Eight of those listed are small-company trusts. So I’d say the small-cap effect certainly seems to have some truth to it. Or perhaps I am just highly susceptible to confirmation bias!
Six are UK-focused small-cap trusts, which is pretty remarkable considering there are only about a dozen that have been around for the last two decades (of course, some may have been wound up along the way or been taken over, as was the case recently with Dunedin Smaller Companies).
Japan has been a low-return market for the last two decades so Baillie Gifford Shin Nippon has done a truly excellent job invesing Japanese smaller companies.
Asia Pacific takes the top three slots, helped by China’s high levels of economic growth so far this century.
I remember back in the late 1990s that Asian-Pacific trusts were being marketed pretty hard. I held a couple for a while but lost patience with them after a few years. As it turns out, that particular hype was well-founded.
The sector themes that have done best are biotech & healthcare (three entries) and technology (two).
The inclusion of TR Property was a standout for me, though. It has a great reputation but I didn’t realise it had done that well since 1999. It probably shares the prize with Baillie Gifford Shin Nippon for the best outperformance of its chosen market.
Specialise but position size
On a personal basis, it’s nice to see three of my current holdings on this list. However, two of them have been added to my portfolio relatively recently. Rather more annoyingly, I used to hold two other funds on this list (Polar Capital Technology and Worldwide Healthcare).
That said, my investing strategy these days is more about keeping what I’ve got. I tried to shoot the lights once, way back in the day. And I missed.
Measured bets are more my thing now. I still reckon investing a relatively small chunk of my portfolio in a few selected themes makes sense. It provides a little excitement and hopefully stops me from doing anything too rash elsewhere.
One big consideration with specialist funds is that they tend to cost more. And if you choose the wrong sector or region, you’re likely to massively underperform the wider market.
You also tend to see much variations between the best and worst performers than you would do with, say, a bog-standard global or UK fund.

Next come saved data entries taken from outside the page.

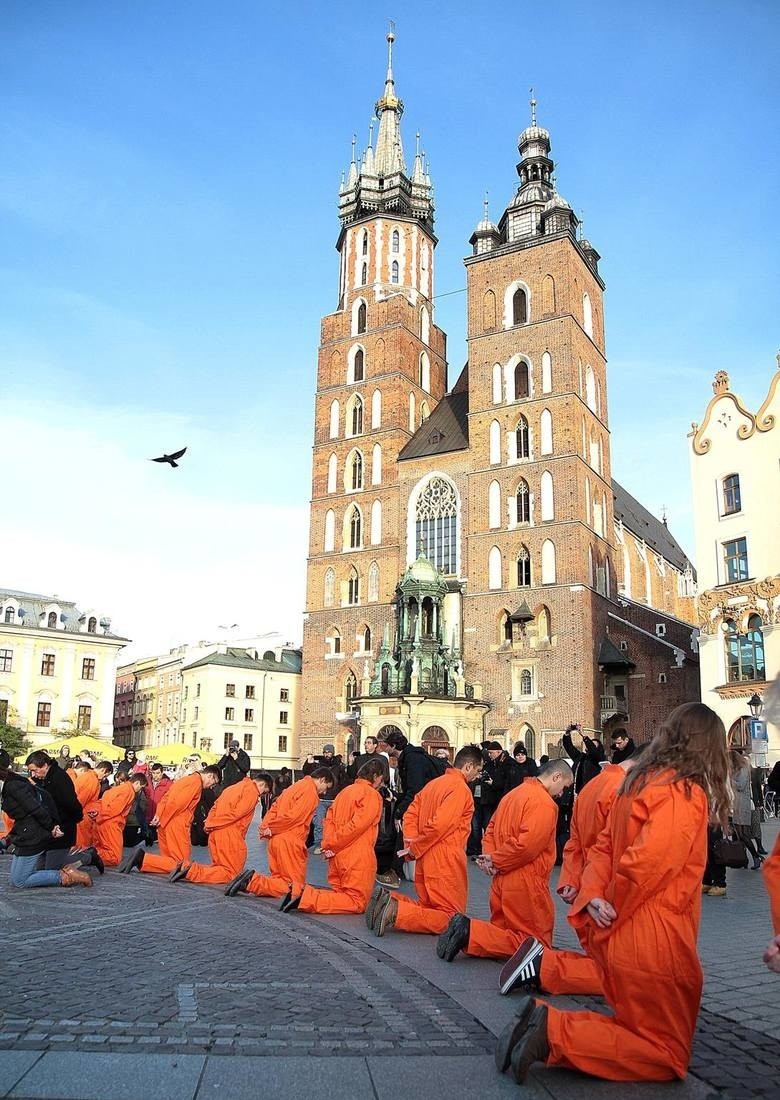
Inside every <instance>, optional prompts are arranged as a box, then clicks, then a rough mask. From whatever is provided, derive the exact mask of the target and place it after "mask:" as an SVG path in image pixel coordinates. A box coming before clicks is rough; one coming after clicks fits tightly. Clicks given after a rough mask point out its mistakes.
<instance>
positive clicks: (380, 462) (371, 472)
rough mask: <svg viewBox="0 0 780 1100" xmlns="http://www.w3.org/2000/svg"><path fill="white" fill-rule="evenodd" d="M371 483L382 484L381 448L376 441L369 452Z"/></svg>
mask: <svg viewBox="0 0 780 1100" xmlns="http://www.w3.org/2000/svg"><path fill="white" fill-rule="evenodd" d="M371 484H372V485H381V484H382V448H381V447H380V444H378V443H374V450H373V451H372V453H371Z"/></svg>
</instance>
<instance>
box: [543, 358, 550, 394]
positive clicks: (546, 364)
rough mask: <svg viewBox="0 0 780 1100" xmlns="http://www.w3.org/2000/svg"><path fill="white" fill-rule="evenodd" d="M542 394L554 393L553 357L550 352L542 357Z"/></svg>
mask: <svg viewBox="0 0 780 1100" xmlns="http://www.w3.org/2000/svg"><path fill="white" fill-rule="evenodd" d="M541 392H542V394H549V393H552V355H550V353H549V351H546V352H545V354H543V355H542V356H541Z"/></svg>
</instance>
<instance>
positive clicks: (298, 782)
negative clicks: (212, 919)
mask: <svg viewBox="0 0 780 1100" xmlns="http://www.w3.org/2000/svg"><path fill="white" fill-rule="evenodd" d="M332 785H333V773H332V771H331V770H330V768H316V769H315V770H314V771H312V772H311V773H310V774H309V775H304V778H303V779H299V780H298V782H297V783H293V785H292V787H288V788H287V789H286V790H284V791H283V792H282V794H281V795H279V796H278V799H277V800H276V802H274V803H273V805H272V806H271V809H270V810H268V812H267V813H266V814H265V816H264V817H263V821H262V822H261V823H260V828H259V829H257V836H259V837H260V839H261V840H267V842H268V869H270V871H271V873H270V875H259V873H257V872H256V871H253V870H252V869H250V868H248V869H246V870H245V871H241V873H240V875H237V876H235V878H234V879H233V880H232V881H231V882H229V883H228V887H227V889H226V891H224V893H226V895H227V897H228V898H234V897H235V894H238V893H252V894H254V895H255V897H256V898H284V897H285V894H286V893H287V891H288V890H289V888H290V886H292V884H293V883H301V882H305V881H306V858H307V855H308V853H307V850H306V840H307V838H308V835H309V827H310V826H311V822H312V820H314V816H315V813H316V811H317V806H318V805H319V800H320V799H321V798H323V796H325V795H326V794H327V793H328V791H329V790H330V789H331V788H332Z"/></svg>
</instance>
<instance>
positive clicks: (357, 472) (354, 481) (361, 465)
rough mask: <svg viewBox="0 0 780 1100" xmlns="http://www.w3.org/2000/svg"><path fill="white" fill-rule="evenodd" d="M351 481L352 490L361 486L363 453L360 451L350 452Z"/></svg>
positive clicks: (353, 451)
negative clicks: (351, 458) (350, 458)
mask: <svg viewBox="0 0 780 1100" xmlns="http://www.w3.org/2000/svg"><path fill="white" fill-rule="evenodd" d="M351 481H352V489H353V491H354V489H359V488H363V455H362V454H361V453H360V451H353V452H352V462H351Z"/></svg>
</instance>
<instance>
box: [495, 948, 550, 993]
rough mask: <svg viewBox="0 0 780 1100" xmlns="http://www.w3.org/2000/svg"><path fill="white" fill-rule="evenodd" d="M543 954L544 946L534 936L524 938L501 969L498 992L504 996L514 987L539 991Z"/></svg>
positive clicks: (498, 979)
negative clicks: (512, 955)
mask: <svg viewBox="0 0 780 1100" xmlns="http://www.w3.org/2000/svg"><path fill="white" fill-rule="evenodd" d="M543 954H545V945H543V944H541V943H539V941H538V939H535V938H534V936H526V938H525V939H524V941H523V943H521V944H520V946H519V947H518V948H517V950H516V952H515V954H514V955H513V956H512V958H510V959H508V960H507V961H506V963H505V964H504V966H503V967H502V968H501V974H499V975H498V992H499V993H504V994H506V993H508V992H510V990H513V989H514V988H515V987H516V986H524V987H526V988H529V987H530V988H531V989H539V985H540V981H539V978H540V975H541V958H542V955H543Z"/></svg>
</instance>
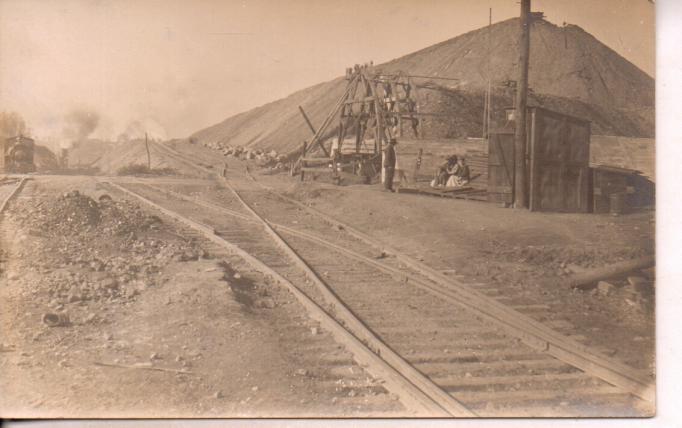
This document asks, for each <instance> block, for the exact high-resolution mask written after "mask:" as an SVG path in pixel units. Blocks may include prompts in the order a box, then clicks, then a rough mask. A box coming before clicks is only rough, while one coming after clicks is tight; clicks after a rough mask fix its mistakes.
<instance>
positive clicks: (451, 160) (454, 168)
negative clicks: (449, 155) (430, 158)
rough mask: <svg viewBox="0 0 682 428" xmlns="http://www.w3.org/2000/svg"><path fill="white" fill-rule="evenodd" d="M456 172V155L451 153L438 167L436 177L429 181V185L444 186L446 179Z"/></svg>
mask: <svg viewBox="0 0 682 428" xmlns="http://www.w3.org/2000/svg"><path fill="white" fill-rule="evenodd" d="M456 172H457V156H456V155H452V156H450V157H449V158H448V160H447V161H446V162H445V163H443V164H442V165H441V166H440V167H438V172H437V173H436V177H435V178H434V179H433V181H432V182H431V187H439V186H445V185H446V184H447V182H448V179H449V178H450V177H451V176H452V175H453V174H454V173H456Z"/></svg>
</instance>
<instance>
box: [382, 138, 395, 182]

Specialist funds tend to dominate performance tables… at both ends!
Disclaimer
Please note that I may own some of the investments mentioned above -- you can see my current holdings on my portfolio page.
Nothing on this website should be regarded as a buy or sell recommendation as I'm just a random person writing a blog in his spare time and I am not authorised to give financial advice. Always do your own research and seek financial advice if necessary!